Figure 1. Monthly summary of attacks of one of the low traffic websites(ingenieriamw.com) I’m currently mantaining is getting.

So you might ask, damn! How do I protect myself from those? Well, the simple answer is everything is hackable, but if you protect yourself to a certain level, the attacker will just give up and continue its search onto another easier target.

The goal when protecting your WordPress site is to put barriers, many layers of security that will prevent the system to be compromised.

Just like my other project with the natural barriers and how you use many layers of protection to obfuscate erosion causes, in this case, we have to obfuscate security vulnerabilities.
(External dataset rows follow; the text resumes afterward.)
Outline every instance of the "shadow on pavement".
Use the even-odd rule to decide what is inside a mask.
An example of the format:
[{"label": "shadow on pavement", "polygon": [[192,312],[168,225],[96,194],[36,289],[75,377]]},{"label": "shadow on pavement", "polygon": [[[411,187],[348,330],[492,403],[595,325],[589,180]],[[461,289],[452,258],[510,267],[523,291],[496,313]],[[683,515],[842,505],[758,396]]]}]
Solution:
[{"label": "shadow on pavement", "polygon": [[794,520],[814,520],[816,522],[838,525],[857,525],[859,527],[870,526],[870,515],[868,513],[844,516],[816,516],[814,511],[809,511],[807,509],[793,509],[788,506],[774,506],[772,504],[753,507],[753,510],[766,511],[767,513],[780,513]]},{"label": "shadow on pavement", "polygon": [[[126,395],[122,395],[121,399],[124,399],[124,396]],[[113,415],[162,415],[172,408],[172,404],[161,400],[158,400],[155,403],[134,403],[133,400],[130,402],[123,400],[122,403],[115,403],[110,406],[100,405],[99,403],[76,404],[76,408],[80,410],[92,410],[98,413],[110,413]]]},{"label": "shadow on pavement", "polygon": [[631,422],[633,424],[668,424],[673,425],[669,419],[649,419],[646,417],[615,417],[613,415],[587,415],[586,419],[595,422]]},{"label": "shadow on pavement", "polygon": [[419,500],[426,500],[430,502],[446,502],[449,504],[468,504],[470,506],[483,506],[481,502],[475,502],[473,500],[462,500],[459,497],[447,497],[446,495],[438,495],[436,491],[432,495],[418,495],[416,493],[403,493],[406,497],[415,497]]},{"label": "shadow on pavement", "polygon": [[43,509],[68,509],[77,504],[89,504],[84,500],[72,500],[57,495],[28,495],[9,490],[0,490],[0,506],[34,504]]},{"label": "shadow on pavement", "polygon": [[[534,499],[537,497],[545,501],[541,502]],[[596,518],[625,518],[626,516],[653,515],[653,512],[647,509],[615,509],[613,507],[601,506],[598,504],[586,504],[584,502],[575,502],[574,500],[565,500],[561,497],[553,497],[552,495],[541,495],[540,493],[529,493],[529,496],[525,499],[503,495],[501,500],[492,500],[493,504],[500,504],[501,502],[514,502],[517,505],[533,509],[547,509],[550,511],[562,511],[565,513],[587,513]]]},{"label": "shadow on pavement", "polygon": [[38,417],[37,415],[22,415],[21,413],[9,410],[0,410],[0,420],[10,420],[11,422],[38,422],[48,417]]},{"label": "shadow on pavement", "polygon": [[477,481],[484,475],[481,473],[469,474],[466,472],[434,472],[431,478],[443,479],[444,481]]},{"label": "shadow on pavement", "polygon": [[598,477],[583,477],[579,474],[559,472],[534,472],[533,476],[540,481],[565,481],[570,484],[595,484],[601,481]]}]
In this post, I will mention the common ones you should always use to make your site alittle bit more secure when your budget is limited:

So let’s start, the first one is, please use a secure password and by secure I mean use a minimum of 8 characters in length, use symbols, and never use common words or words associated with your business or persona.

The next thing you want to do is to use cloud flare, cloud flare is free and offers you many layers of extra protection against dos attacks and hides your true IP.

Hide the default wp-admin

Install a security/firewall plugin and employ their recommended best security practices.

This is just a quick, dirty, very brief introduction to the world of WordPress security. If you want to make sure your site is secure: “try to hack it” and see how you can improve the security of everything you find; a backdoor, or an exploit that one of your plugins might have.